Il frutto assai richiesto durante un soggiorno estivo acquistabile a buon prezzo in ogni angolo di questa regione ha però molte possibilità che sia scelto piuttosto acerbo o insipido. Si cerca la giusta maturazione in ogni frutto, che non sgrani troppo sotto i denti per la compattezza o che non abbia eccessi di vuoto tra i suoi semi: in altre parole una buona qualità.
Scegliere un sarginiscu fidandosi del suo produttore taglia la testa al toro, ma i diffidenti e i pignoli possono indagare meglio con la conoscenza di alcune nozioni essenziali.
L’anguria si raccoglie dal campo, quando il peduncolo comincia a fendersi e la bacca raggiunge precise dimensioni, colori e profumi tipici di ogni varietà. In ogni caso, per la raccolta, devono trascorrere almeno quaranta giorni dal momento dell’allegagione, ma un ottimo metodo è quello che si basa sull’osservazione di quell’esile filamento detto “cirro” sito accanto al peduncolo, che sia secco, di color bruno, magari con qualche lenticella bianca che comunica la presenza di zuccheri. Le foglie abbassate che svestono al sole, la brillantezza della sua sfera è un buon segnale per il coltivatore di angurie, anche se ciò sul bancone del suo mercato non risolve, l'enigma dell’acquirente.
Per il citrullus vulgaris, nome scientifico del tipico frutto della zona di Nardò, la buccia matura prende il colore verde scuro con screziature grigiastre; in questo caso se il fruttivendolo te lo consente, non esitate a fare un leggero graffio sulla buccia che se si stacca con facilità, t’indica la giusta maturazione.
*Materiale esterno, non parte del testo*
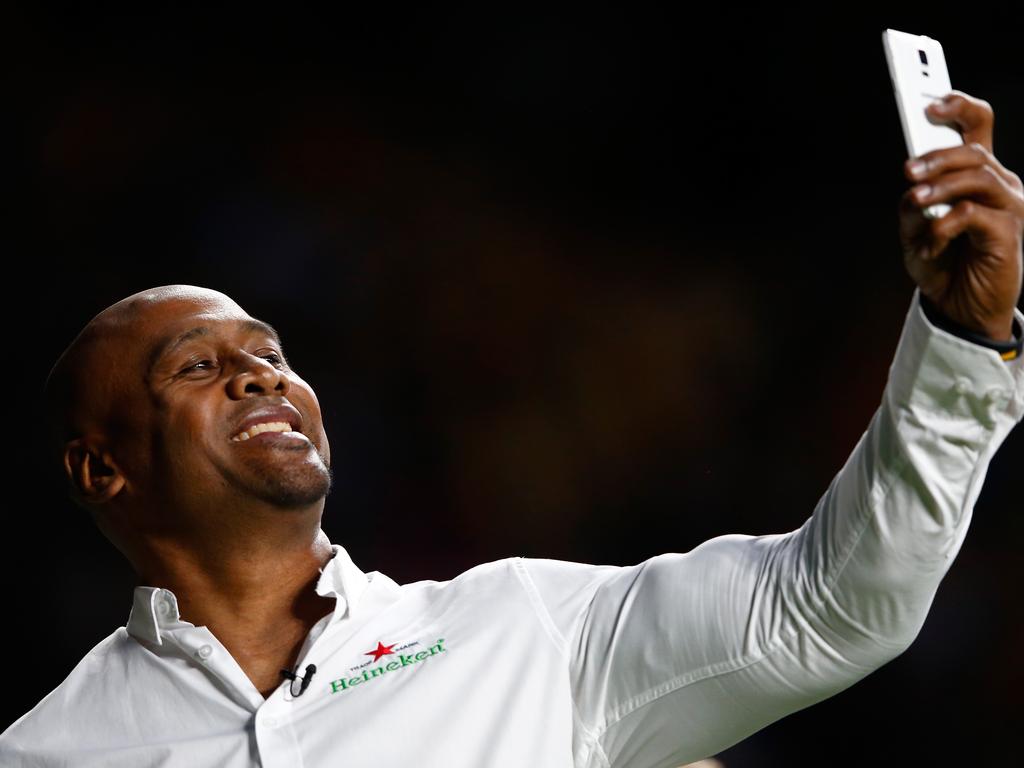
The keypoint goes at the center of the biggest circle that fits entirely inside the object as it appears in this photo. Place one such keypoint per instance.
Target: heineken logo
(399, 662)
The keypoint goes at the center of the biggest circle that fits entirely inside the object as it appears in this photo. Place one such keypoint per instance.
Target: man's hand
(969, 262)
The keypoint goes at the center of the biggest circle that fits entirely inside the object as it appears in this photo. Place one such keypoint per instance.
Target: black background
(583, 284)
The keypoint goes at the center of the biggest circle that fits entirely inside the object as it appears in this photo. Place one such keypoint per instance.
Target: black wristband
(1008, 349)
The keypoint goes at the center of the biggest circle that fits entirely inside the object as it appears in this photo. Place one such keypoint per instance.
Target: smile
(281, 428)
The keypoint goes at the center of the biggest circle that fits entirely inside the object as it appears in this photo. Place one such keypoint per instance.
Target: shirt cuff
(940, 372)
(1008, 349)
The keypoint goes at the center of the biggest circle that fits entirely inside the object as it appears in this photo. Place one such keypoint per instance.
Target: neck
(254, 590)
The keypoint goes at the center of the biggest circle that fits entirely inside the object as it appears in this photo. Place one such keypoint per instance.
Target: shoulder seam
(519, 568)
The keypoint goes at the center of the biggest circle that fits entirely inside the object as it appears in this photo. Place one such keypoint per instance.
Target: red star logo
(382, 650)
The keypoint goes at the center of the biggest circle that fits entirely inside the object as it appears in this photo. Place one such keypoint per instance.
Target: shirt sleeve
(682, 655)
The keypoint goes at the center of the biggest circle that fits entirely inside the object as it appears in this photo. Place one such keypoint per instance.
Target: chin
(296, 488)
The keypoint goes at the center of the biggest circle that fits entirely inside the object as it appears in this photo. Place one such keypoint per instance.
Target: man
(202, 456)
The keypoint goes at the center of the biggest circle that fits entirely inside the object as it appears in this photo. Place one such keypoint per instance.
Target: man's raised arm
(684, 654)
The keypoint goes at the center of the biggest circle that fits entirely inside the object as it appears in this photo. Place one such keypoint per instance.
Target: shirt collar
(155, 608)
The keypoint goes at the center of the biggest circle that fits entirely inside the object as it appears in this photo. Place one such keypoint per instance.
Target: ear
(92, 471)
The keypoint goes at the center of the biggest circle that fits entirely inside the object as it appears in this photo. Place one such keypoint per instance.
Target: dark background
(577, 284)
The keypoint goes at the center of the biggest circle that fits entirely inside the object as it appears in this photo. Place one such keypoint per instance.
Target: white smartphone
(918, 69)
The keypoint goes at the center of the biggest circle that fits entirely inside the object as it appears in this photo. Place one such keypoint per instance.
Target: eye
(201, 366)
(273, 358)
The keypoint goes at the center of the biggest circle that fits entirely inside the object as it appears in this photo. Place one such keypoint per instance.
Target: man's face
(220, 415)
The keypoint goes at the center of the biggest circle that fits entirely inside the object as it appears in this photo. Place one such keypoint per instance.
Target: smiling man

Nelle varietà americane, quelle rigate, coltivate nel brindisino, il frutto è completo quando inizia a sbiadire, scompare il tipico naturale rivestimento ceroso o pruina, e la parte che ha poggiato sul terreno durante il suo sviluppo assume un colore giallo intenso. Il picciolo secco, se tagliato entro due settimane circa, generalmente, quando ha un colore che vira all’arancio ed emette ancora linfa, indica vivacità e dolcezza. Quando non si è ancora proprio sicuri, si può chiedere al venditore“la prova della bietta” che consiste nell’estrarre dal grosso frutto un piccolo tassello che permette di verificare lo spessore della buccia, che non deve superare il cm, l’intensità del colore della polpa scarlatto, splendente al sole e mai roseo e ricco di filamenti. Se questo non è possibile, allora un altro metodo classico è quello di “schiaffeggiare” o colpire senza esagerare, utilizzando il pollice e il medio o le nocche, la malcapitata anguria, magari accostando l’udito al polo opposto del suo punto di picchettamento. Se il colpo produce un suono simile al rimbombo che non abbia frequenze né troppo nette né troppo flosce allora l’anguria è ben matura. Ma la sua risonanza non dipende dal grado di maturazione, ma dalla presenza di fessurazioni nella polpa indice di squilibri nutrizionali, eccessi d’acqua, concimazioni errate o eccessive, presenza di molti semi. Non è il caso però di portarsi dietro un suonatore di tamburello per scegliere una buona anguria, meglio acquistarne qualcun’in più e mangiarne la migliore meglio se eticamente prodotta o da agricoltura biologica.